The city’s Buildings Department, moving to shore up safety on construction sites after a worker fell 42 stories to his death last month, proposed new regulations on Monday that would require general contractors and concrete operators to register with the city.
The regulations, which administration officials have begun developing with the City Council, would also require special safety managers at more construction sites as well as specifically for concrete.
“Concrete operations are extremely specialized and require a precise coordination of large numbers of workers,” Patricia J. Lancaster, the commissioner of the Buildings Department, said before the Housing and Buildings Committee of the City Council. “Registration will enable us to better ensure that operations are code compliant, that safety violations are attended to and fines paid, and that recalcitrant actors come into compliance before registration is renewed.”
Under Ms. Lancaster’s proposal, general contractors, as well as those working with concrete, would have to register with the Buildings Department to obtain construction permits. The system would allow the department to use the contractors’ record of compliance with safety and building code provisions in issuing or denying permits and to demand that fines be paid before registrations are renewed.
In addition, the proposal would require that safety managers be present at all buildings at least 10 stories, or 150 feet, high. The current regulations require safety managers for buildings at least 15 stories, or 200 feet, high. Concrete contractors would also have to designate a separate safety manager for the concrete operations.
Although Buildings Department officials say they have been looking into the safety of concrete operations since November, that push intensified after Yuriy Vanchytskyy plunged to his death on Jan. 14, because wood forms used to hold wet concrete apparently collapsed during construction on the Trump SoHo hotel.

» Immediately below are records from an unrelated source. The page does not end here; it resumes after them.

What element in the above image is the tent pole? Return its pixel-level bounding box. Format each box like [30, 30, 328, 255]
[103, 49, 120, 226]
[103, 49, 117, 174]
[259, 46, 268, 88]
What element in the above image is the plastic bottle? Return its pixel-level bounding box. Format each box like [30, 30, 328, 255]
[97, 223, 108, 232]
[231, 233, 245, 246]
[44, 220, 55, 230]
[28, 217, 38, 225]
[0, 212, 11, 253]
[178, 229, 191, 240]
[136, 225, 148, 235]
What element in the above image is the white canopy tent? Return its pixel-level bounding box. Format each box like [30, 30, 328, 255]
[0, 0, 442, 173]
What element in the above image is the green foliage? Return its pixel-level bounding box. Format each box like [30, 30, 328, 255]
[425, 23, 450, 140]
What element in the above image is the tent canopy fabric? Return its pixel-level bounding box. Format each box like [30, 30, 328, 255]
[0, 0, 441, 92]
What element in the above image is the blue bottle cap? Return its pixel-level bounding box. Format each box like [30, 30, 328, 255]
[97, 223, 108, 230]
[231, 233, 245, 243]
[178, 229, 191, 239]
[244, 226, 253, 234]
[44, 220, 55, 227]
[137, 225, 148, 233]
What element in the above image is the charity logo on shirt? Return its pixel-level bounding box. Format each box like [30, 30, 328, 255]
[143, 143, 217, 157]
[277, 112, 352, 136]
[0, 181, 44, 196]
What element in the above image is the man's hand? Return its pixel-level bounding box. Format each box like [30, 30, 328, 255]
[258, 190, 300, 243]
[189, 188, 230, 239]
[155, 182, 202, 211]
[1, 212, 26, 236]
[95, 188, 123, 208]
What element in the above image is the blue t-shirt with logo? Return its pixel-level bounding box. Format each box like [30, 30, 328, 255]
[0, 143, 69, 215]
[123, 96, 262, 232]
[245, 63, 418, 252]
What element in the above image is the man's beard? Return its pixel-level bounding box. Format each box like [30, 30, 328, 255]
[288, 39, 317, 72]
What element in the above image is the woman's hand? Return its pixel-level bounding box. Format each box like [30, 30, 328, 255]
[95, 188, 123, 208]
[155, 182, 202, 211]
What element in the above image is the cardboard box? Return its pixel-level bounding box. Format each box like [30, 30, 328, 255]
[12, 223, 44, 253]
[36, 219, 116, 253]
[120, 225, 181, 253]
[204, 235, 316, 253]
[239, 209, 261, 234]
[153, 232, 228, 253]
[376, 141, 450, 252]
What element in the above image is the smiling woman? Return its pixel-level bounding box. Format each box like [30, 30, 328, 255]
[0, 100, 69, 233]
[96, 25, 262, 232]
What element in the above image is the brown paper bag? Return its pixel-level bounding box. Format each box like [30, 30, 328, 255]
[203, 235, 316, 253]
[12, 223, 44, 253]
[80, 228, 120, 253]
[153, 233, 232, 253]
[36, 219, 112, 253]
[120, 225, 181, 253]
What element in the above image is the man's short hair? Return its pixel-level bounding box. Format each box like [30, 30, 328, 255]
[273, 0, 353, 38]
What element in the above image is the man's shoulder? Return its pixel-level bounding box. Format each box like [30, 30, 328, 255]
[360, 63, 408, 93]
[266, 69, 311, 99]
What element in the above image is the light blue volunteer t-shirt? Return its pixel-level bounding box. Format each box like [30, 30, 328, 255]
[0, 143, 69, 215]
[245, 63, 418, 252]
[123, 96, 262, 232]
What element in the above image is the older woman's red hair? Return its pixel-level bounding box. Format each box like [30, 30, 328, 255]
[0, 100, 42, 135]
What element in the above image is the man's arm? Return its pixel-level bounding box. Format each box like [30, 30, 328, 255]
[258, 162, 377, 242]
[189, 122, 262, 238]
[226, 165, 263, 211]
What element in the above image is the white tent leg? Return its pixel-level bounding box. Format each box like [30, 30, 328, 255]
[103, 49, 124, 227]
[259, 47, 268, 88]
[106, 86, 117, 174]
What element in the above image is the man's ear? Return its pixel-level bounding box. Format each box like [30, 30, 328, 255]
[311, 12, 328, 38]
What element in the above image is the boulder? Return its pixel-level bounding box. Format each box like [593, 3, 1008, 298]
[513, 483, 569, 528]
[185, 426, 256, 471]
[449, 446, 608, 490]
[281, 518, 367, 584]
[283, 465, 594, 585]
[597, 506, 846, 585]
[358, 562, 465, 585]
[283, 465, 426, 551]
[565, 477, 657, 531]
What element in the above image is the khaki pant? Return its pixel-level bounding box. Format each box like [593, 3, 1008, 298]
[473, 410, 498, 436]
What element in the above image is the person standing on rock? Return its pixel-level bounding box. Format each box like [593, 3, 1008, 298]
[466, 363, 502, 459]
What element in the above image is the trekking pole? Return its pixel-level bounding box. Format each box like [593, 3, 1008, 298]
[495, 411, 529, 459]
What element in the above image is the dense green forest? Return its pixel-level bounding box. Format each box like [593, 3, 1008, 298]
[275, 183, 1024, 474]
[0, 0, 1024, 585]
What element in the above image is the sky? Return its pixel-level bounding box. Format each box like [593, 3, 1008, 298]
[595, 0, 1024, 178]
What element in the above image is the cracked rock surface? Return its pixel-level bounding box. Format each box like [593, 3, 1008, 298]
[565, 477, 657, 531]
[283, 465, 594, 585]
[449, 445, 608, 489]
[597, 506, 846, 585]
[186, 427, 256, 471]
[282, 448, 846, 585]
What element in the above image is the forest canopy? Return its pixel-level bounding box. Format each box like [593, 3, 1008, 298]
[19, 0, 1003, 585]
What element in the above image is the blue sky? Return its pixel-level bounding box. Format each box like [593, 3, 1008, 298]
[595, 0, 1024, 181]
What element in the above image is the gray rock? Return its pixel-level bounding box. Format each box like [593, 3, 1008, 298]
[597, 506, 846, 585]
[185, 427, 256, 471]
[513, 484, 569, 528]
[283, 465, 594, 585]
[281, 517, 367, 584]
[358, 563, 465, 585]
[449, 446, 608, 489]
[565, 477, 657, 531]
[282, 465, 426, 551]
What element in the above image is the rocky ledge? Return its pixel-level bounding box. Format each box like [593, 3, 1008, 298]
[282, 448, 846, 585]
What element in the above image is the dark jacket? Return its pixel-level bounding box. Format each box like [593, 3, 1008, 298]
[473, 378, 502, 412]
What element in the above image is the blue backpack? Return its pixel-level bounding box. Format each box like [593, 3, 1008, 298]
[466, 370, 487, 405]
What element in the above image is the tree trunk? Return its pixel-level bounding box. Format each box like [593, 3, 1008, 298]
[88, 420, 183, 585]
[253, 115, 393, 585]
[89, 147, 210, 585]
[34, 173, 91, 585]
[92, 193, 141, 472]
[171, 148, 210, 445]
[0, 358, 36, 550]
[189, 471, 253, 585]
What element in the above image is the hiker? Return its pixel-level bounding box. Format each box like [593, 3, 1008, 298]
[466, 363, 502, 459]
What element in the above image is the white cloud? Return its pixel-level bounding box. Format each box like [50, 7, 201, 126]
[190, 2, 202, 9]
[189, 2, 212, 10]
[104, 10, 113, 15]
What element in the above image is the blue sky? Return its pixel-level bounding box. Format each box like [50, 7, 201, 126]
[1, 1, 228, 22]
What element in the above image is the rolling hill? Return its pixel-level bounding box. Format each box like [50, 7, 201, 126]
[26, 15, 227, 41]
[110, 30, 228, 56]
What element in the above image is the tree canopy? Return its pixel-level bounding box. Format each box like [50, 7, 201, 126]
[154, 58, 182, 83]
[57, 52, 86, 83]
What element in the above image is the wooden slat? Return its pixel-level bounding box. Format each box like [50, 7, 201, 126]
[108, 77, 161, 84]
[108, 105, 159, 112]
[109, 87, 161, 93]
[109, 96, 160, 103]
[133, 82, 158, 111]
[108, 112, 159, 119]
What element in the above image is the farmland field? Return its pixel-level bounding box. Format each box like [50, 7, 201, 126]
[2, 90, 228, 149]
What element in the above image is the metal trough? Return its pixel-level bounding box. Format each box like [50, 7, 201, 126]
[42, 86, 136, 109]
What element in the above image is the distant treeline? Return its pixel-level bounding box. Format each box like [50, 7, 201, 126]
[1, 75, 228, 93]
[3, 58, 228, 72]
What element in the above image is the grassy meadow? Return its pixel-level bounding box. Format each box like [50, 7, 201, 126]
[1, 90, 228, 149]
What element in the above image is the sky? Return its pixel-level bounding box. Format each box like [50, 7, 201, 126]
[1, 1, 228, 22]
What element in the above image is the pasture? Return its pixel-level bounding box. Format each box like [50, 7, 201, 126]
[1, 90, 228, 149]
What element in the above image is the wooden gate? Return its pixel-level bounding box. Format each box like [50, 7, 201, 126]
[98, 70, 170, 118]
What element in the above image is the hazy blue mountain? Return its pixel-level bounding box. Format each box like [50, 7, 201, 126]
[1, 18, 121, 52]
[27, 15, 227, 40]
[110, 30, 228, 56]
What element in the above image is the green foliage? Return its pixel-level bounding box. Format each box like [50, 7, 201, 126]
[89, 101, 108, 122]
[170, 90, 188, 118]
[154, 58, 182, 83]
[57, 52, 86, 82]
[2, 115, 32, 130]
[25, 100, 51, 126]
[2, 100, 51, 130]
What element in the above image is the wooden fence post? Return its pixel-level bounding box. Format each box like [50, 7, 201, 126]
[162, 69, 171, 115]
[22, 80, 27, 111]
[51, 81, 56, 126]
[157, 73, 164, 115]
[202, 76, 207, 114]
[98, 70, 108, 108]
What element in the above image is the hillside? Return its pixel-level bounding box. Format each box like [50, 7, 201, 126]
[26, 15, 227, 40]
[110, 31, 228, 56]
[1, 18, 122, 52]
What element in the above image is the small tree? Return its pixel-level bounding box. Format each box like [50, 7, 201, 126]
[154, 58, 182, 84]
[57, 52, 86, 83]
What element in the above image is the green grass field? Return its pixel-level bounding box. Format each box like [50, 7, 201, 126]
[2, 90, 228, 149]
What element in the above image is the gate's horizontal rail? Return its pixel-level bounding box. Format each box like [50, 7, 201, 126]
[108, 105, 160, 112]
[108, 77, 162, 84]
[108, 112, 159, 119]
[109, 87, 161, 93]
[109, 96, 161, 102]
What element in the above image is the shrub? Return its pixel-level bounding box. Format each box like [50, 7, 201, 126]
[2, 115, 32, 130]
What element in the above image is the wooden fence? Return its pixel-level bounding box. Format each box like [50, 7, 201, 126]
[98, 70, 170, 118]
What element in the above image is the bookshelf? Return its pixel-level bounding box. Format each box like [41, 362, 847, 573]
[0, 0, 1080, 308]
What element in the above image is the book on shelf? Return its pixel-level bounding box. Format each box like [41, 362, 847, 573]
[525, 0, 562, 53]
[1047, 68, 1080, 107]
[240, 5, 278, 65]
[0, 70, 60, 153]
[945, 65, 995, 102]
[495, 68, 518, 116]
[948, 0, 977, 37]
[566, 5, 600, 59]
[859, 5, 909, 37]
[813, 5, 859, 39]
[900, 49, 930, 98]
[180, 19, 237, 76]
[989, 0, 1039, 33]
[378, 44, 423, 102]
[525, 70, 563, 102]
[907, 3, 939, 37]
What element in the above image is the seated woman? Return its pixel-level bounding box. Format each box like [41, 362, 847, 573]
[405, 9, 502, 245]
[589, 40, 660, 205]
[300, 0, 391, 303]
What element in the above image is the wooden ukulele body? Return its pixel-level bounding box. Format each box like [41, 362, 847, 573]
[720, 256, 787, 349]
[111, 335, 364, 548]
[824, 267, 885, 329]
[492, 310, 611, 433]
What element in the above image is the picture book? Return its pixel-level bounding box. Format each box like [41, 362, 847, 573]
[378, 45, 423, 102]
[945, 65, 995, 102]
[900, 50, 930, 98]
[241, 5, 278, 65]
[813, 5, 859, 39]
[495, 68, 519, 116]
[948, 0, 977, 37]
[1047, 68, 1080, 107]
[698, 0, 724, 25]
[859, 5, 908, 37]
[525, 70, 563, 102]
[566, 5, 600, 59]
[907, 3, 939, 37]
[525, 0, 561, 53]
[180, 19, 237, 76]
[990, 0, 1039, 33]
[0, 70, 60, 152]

According to department data, the death was the third since 2006 related to concrete operations on a high-rise site. Sixteen people have been injured during such operations in the past two years, and 61 percent of the 41 occurrences in which material fell from high-rise sites last year was related to concrete, according to the department.
The proposal, said Raymond McGuire, managing director of the Contractors Association of Greater New York, a trade group, was developed in consultation with the construction and concrete industries and represents a consensus view.
“I think the commissioner’s proposals make a lot of sense,” he said. “We approve of what she’s trying to do.”
Speaker Christine C. Quinn of the City Council echoed that view, calling the suggestions “a very good and solid, no pun intended, first step.” But, she added, “they’re not everything we need to do,” saying that the city also needed to look more closely at regulating smaller construction sites that often use nonunion labor, making them more difficult to track.
Although there were signs that deaths and accidents on low-rise buildings were on the decline, she said, it was unclear that legislators really had a handle on “enough of what’s going on.”
According to statistics presented at the hearing by Louis J. Coletti, president of the Building Trades Employers Association, an average of 78 percent of the worker fatalities each year between October 2004 and September 2007 were on projects built by nonunion contractors.